On 4/4/2017 12:28 PM, Thomas Monjalon wrote:
> 2017-04-04 11:05, Hemant Agrawal:
>> Hi Olivier,
>>
>> On 4/3/2017 8:49 PM, Olivier Matz wrote:
>>> Hi Hemant,
>>>
>>> On Mon, 3 Apr 2017 14:42:09 +0530, Hemant Agrawal <hemant.agrawal at nxp.com> wrote:
>>>> Hardware pools need to distinguish between buffers allocated using
>>>> software or hardware backed pools.
>>>>
>>>> Some HW NICs may choose to autonomously free the pickets during
>>>> transmit if the packet is from HW pool. While they should not do
>>>> it for software backed pools.
>>>>
>>>> Such flag would also help when multiple pools are being handled by
>>>> a PMD, saving costly compare operations for any internal marker.
>>>>
>>>> Signed-off-by: Hemant Agrawal <hemant.agrawal at nxp.com>
>>>> ---
>>>>  lib/librte_mempool/rte_mempool.h | 5 +++++
>>>>  1 file changed, 5 insertions(+)
>>>>
>>>> diff --git a/lib/librte_mempool/rte_mempool.h b/lib/librte_mempool/rte_mempool.h
>>>> index 991feaa..91dbd21 100644
>>>> --- a/lib/librte_mempool/rte_mempool.h
>>>> +++ b/lib/librte_mempool/rte_mempool.h
>>>> @@ -263,6 +263,11 @@ struct rte_mempool {
>>>>  #define MEMPOOL_F_SC_GET         0x0008 /**< Default get is "single-consumer".*/
>>>>  #define MEMPOOL_F_POOL_CREATED   0x0010 /**< Internal: pool is created. */
>>>>  #define MEMPOOL_F_NO_PHYS_CONTIG 0x0020 /**< Don't need physically contiguous objs. */
>>>> +#define MEMPOOL_F_HW_POOL        (1 << ((sizeof(int) * 8) - 1)) /**< Internal:
>>>> +	* Hardware offloaded pool. This information may be used by the
>>>> +	* NIC or other hw. Some NICs autonomously free the HW backed pool packets. */
>>>> +
>>>> +/**< Don't need physically contiguous objs. */
>>>>
>>>>  /**
>>>>   * @internal When debug is enabled, store some statistics.
>>>
>>>
>>> One thing is still not clear to me: in your driver, you check this flag:
>>> - if it is unset, you reallocate a packet from your hw pool, you copy
>>>   some metadata, and you send it to the hw.

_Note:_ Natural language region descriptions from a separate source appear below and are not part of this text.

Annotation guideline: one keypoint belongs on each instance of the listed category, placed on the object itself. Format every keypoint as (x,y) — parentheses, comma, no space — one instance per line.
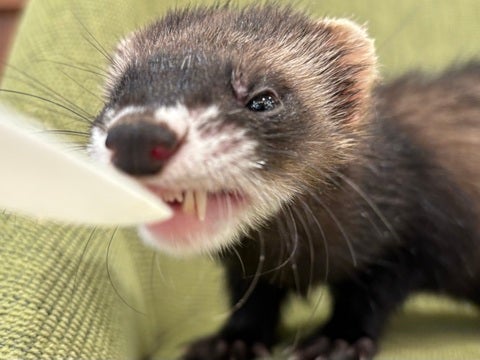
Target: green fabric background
(98,293)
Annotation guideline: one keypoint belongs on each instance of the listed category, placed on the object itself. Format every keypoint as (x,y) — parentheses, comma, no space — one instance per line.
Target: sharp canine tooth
(201,204)
(179,196)
(189,202)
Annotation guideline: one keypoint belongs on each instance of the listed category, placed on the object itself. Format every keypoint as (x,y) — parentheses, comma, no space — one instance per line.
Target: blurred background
(10,11)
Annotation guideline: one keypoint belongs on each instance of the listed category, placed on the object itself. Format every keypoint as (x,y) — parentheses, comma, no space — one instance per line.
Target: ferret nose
(141,148)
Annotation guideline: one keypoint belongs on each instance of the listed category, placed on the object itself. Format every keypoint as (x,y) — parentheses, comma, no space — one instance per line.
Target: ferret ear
(351,68)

>>> - if it is set, you assume that you can call mempool_to_bpid(mp) and directly
>>>   send it to the hw.
>>>
>>> I think this is not correct. The test you want to do in your driver is:
>>> "is it the pool that I registered for my hardware"?
>>> It is not:
>>> "is it a hardware managed pool?".
>>> I think what you are doing here prevents to use 2 hardware mempools
>>> at the same time, because they would all have this flag, and mempool_to_bpid()
>>> would probably crash.
>>>
>>
>> No, I am only trying to differentiate between hw and software pool
>> packets. I don't see a possiblity of having two different orthogonal hw
>> mempool types working in the system. At any point of time when you are
>> running DPDK on a particular type of hardware, you will only have *one*
>> type of hardware backed pools in your implementation.  The number of
>> mempool instances may be many but all will able to work with
>> mempool_to_bpid().
>
> No you could have different HW mempools on one system.

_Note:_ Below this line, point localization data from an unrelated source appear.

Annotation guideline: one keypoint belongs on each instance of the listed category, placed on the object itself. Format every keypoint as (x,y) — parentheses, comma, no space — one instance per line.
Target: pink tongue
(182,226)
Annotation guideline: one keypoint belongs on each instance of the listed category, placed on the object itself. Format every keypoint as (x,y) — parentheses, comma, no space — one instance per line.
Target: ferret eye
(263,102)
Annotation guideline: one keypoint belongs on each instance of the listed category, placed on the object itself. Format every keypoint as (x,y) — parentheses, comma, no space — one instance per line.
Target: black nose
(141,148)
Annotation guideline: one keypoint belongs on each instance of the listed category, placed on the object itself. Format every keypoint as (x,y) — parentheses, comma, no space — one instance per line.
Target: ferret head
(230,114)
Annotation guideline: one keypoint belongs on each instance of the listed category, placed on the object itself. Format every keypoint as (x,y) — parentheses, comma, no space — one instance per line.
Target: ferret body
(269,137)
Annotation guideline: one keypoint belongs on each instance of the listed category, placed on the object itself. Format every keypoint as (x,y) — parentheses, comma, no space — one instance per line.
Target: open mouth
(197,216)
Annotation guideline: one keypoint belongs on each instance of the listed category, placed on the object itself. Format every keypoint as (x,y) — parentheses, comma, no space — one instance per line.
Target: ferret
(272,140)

> Please imagine PCI NICs which provide a mempool.
> (other argument: never say never ;)
>
Thanks. Good Advice :)

>> The application may send packet allocated from a *ring* pool instead of
>> using "hw" pool.
>>
>> So, it is sufficient to just check if the pool is offloaded or not. HW
>> can take care of all the supported pools.
>>
>>> Instead, can't you just compare the mempool pointer to a value stored internally
>>> in the driver?
>>
>> There can be more than one instance of mempool, the driver is capable of
>> supporting multiple hw offloaded mempools. Each dpaa2 PMD port may have
>> different mempool instance registered.
>>
>> So, pointer comparison is not practical unless I start storing the
>> mempool driver pointer.
>
> Is it difficult to store this pointer?
>

Yes! Something is workable here.
PMD stores the "rte_mempool_ops_table" ops_index for dpaa2 (the default 
buffer pool). The mbuf contains the pool pointer, which will also have 
the pool->ops_index. so, it can be compared on per packet basis.

Olivier, do you see any issue with above approach.